Osteoporosis in Men: Cost-effectiveness Issues

Schousboe JT, et al. JAMA. 2007;298(6):629-637.

Many clinicians probably immediately think "woman" when they hear the word "osteoporosis," despite the fact that 1/3 of all hip fractures happen in men. Similarly, literature to support the use of interventions to prevent osteoporotic fracture in men has lagged behind the data set in women. The current report by Schousboe, et al will help add gender balance to the knowledge base.

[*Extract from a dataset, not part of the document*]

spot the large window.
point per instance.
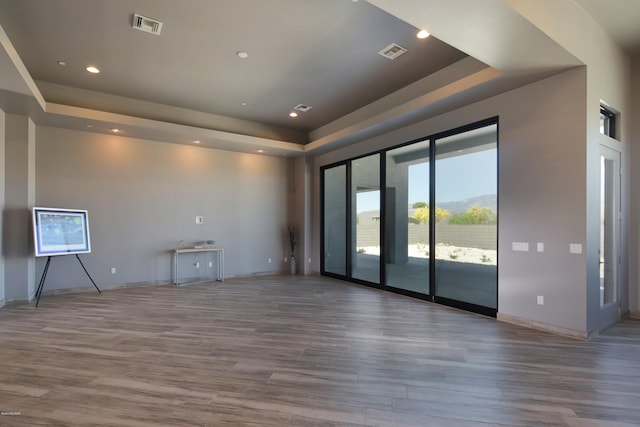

Unfortunately, there has been only one prior cost-effectiveness modeling study of osteoporosis (OSPS) in men, and this study did not include the cost of bone densitometry (DEXA) in their model. The current study assumed that once OSPS was detected, bisphosphonate therapy would be initiated at an average cost of $1000 per year. DEXA cost was set at $82 (current Medicare reimbursement rate). The currently accepted threshold for an intervention to be considered cost effective is that it cost less than $50,000 per Quality Adjusted Life-Year.

For men at highest risk (those with a previous fracture), DEXA and bisphosphonate therapy was cost effective. In men older than 80 years, even amongst those without a fracture history, DEXA and bisphosphonate was also cost effective. In men between the ages of 70-80 years, unless the cost of bisphosphonate therapy could be reduced by half, intervention was NOT cost effective (cost would be approximately $100,000/QALY, or double the acceptable threshold of cost-effectiveness).